Glenwood Springs—Garfield County Community Development Director Fred Jarman delivered some discouraging news to the Board of Commissioners today. He says after a recent conversation with Governor Hickenlooper’s appointed sage grouse expert, John Swartout, it appears the Bureau of Land Management paid very little attention to the months-long scientific study of grouse habitat and mapping. Garfield County has been leading the effort to prevent the bird from being listed as endangered or threatened due to the potential severe economic impacts of closing off millions of acres of public land. Jarman says the BLM seems intent on fast-tracking it’s final Draft of the Resource Management Plan Amendment. The county has until May 13th to formulate a rebuttal to the BLM.
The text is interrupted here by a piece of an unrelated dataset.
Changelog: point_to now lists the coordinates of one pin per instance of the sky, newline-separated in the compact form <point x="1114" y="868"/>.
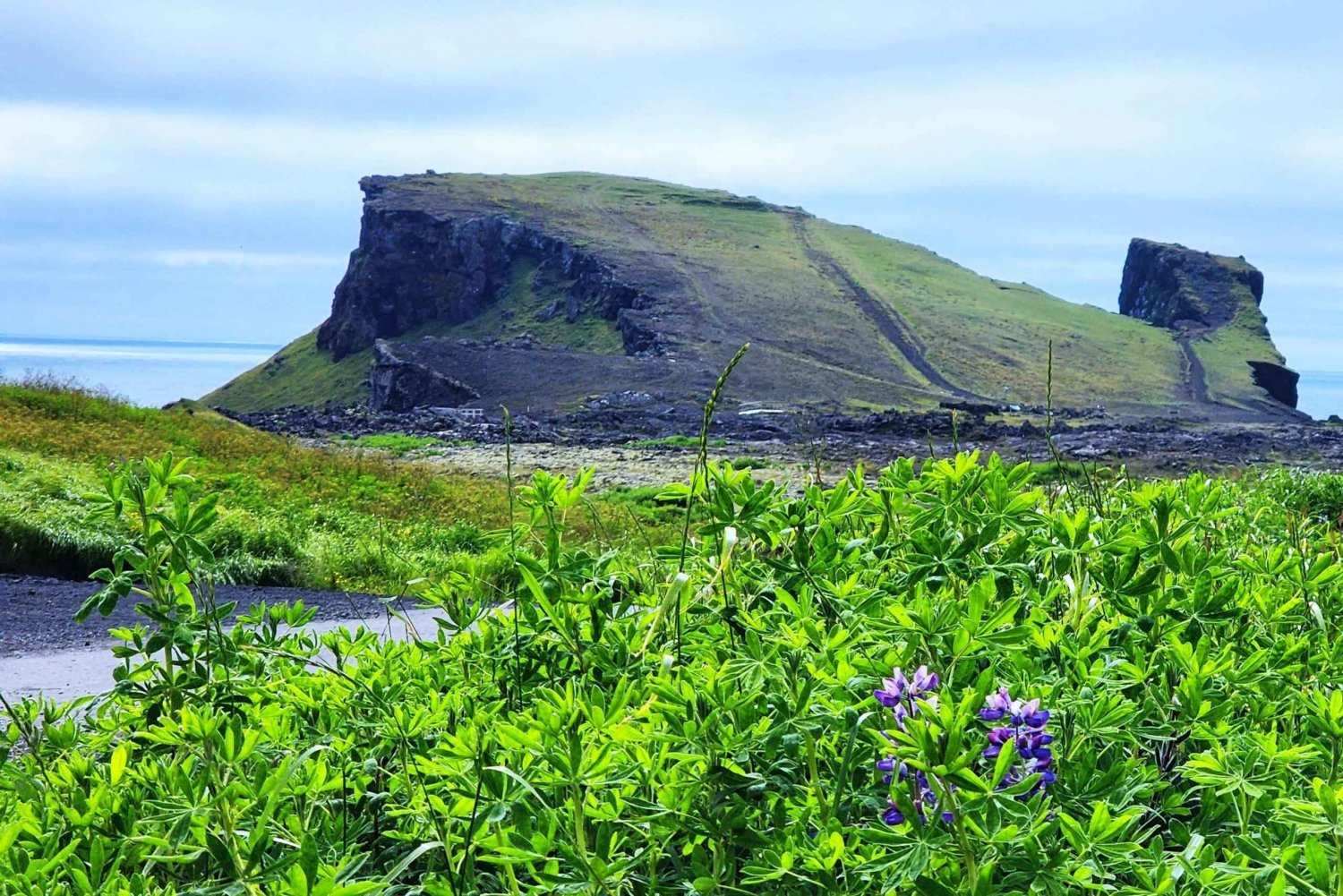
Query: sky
<point x="190" y="169"/>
DENVER (AP) – Colorado House Democrats have passed a plan that would prevent future taxpayer refunds to use the money for education and transportation. The booming economy means Colorado is collecting more taxes than it’s allowed to keep. The state constitution mandates refunds when tax collections exceed the rate of inflation of population growth. A bill approved by the House Monday would keep the state under that limit by reclassifying the hospital provider fee, a charge to facilities that the state uses to get a federal match to help with Medicaid costs. The change would mean the fee would not count toward the tax limit, stopping refunds projected to go out in three years. Republicans oppose the plan, which faces long odds in the GOP-led Senate.

DENVER (AP) – Legislation to make Colorado public schools legally liable for student safety awaits the governor’s signature. The state House and Senate agreed Monday on final language in the bill to allow public schools to be sued for negligence in cases of school shootings or other violence. Gov. John Hickenlooper has said he supports the bill, meaning it is likely to become law. The bill is named for Claire Davis, who was killed at Arapahoe High School in 2013. She was shot by a fellow student who then turned the gun on himself. Lawsuits would be limited to $350,000 per victim or $900,000 per incident.